The Presidential Panel of Inquiry into the post-election debacle particularly in northern Nigeria is welcomed. The Committee must not shy away from the concepts of imagination and intuition which are disciplined curiosity and are indispensable assets in problem definition. Unlike previous inquiries whose reports were dead on arrival, the Panel must see investigation as a process that fits into a context of determination of fact for decision-making purposes, and as such, an end-oriented activity. The slain compatriots deserve justice. Countrymen are scared residing in a region other than their own. How the Jonathan-led government is able to resolve this will determine the level of revamp of peace, harmony and justice in the country. It must bring to book the perpetrators of violence and the designers and promoters of a divided Nigeria, to serve as deterrence to others.


Nigeria today is different from the one some leaders used to know. Many are still living in the past believing that the then ‘apes obey’ slogan would do for the deployment of acts of violence and crimes against humanity. These leaders have nothing or less to lose. Their wards seldom take part in this ignominious act. Several of their wards reside abroad only to return home to follow suit as men and women the people adorn and beckon upon to lead. These disgruntled elements do not believe in empowerment of any sort. If the idle youth and women of easy virtues are empowered how would they embrace the whims and caprices of the sinister leaders who use them cheaply and dump them without benefits?

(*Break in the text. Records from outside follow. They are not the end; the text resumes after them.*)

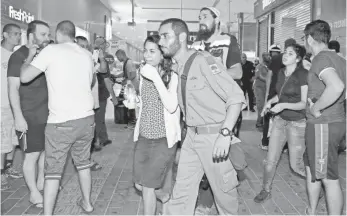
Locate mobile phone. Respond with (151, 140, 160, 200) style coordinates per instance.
(92, 49, 99, 63)
(17, 131, 27, 151)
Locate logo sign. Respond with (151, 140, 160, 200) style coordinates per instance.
(9, 6, 35, 23)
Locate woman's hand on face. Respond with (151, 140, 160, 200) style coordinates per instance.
(140, 64, 160, 82)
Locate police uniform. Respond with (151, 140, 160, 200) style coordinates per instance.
(164, 51, 246, 215)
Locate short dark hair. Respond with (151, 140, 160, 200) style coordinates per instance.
(284, 38, 296, 49)
(76, 36, 88, 42)
(304, 20, 331, 44)
(56, 20, 75, 39)
(160, 18, 189, 41)
(2, 23, 20, 33)
(115, 49, 126, 57)
(27, 20, 49, 39)
(328, 40, 340, 53)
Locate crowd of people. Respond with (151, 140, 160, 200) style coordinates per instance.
(1, 5, 345, 216)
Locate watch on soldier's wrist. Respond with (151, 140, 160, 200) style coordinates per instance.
(219, 128, 233, 137)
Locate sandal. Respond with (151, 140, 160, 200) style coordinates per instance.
(77, 199, 94, 214)
(90, 162, 102, 171)
(29, 201, 43, 208)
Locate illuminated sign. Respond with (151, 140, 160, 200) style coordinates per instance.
(9, 6, 35, 23)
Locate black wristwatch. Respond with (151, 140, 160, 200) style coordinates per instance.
(219, 128, 233, 137)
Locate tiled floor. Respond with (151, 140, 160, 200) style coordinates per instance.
(1, 110, 346, 215)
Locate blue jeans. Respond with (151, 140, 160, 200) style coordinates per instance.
(263, 116, 306, 192)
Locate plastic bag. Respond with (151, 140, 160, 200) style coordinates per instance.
(123, 83, 137, 109)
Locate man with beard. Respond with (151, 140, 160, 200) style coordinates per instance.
(191, 7, 250, 214)
(1, 23, 22, 190)
(159, 18, 245, 215)
(8, 20, 50, 207)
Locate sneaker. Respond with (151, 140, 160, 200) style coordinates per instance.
(1, 174, 10, 191)
(5, 166, 23, 179)
(254, 189, 271, 203)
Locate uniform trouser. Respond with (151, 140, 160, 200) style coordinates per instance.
(164, 127, 239, 215)
(95, 99, 109, 144)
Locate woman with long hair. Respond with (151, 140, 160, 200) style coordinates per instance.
(132, 35, 180, 215)
(254, 44, 308, 203)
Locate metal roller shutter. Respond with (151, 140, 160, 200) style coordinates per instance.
(258, 18, 269, 57)
(274, 0, 311, 48)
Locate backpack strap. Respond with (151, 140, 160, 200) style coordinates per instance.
(181, 52, 199, 115)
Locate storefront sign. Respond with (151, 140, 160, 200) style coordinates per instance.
(8, 6, 34, 23)
(254, 0, 295, 18)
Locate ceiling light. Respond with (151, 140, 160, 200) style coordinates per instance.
(117, 32, 121, 35)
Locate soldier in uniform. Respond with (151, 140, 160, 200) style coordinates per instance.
(159, 18, 246, 215)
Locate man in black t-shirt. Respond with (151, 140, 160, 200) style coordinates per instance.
(8, 20, 50, 207)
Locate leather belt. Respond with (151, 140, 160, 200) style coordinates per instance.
(188, 125, 221, 135)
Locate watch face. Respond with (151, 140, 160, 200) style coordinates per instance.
(221, 128, 229, 136)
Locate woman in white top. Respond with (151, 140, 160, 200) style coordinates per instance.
(132, 35, 180, 215)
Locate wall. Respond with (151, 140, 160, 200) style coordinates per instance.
(242, 22, 257, 52)
(313, 0, 346, 56)
(41, 0, 112, 40)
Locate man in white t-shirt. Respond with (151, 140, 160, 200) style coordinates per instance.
(20, 20, 95, 215)
(1, 23, 22, 190)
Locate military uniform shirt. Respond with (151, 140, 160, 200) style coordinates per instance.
(178, 52, 246, 127)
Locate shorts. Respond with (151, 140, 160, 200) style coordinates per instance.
(1, 108, 18, 154)
(44, 115, 95, 180)
(304, 122, 346, 182)
(133, 136, 177, 189)
(17, 123, 46, 153)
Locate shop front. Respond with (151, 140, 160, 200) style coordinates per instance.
(254, 0, 312, 56)
(312, 0, 346, 56)
(1, 0, 38, 45)
(1, 0, 112, 44)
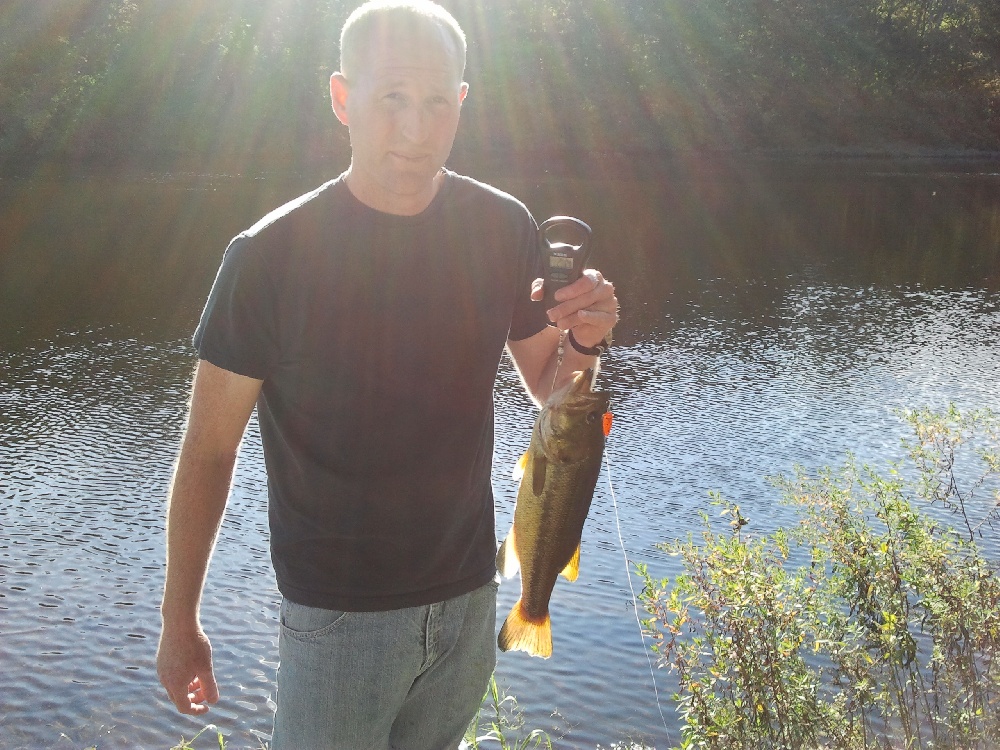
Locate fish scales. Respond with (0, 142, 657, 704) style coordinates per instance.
(496, 367, 611, 658)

It is for change! It is time for transformation! It is time for the Nigerians, the Commonwealth, Economic Community of West African States (ECOWAS), and the African Union (AU) to rise up to the challenge of helping the largest African State to break even by encouraging key decision makers towards influencing their parties, constituents, and political candidates to desist from using violent and corrupt means to achieve their goals. Africa is crumbling. Experiences gathered from Tunisia, Egypt, Cote D’Ivoire, Libya among others were awful. The United States’ prediction of the disintegration of Nigeria was swept under carpet by the Obasanjo Administration and the fifth Senate; yet, the Niger-Delta imbroglio was not resolved, Boko Haram’s bombing spree has not been curtailed; these crises around all remind us of the unsolved intrinsic that seek to threaten our union and national sovereignty.


A fellow compatriot contends that “We are a time bomb waiting to explode, and our leaders better understand that. We stand at the precipice’s edge because our dynamics are unique and yet frightening if not utilized well”. He retorts that ‘the only way to ensure the cessation of these occurrences is to provide the basics for our people to honestly pursue their daily bread on a level playing field’.


As Goodluck Ebele Jonathan takes a fresh oath of office, he will have to focus on the Nigeria we will bequeath to our children. Above all, Nigerians everywhere should endeavour to race forward forgetting the things that are behind.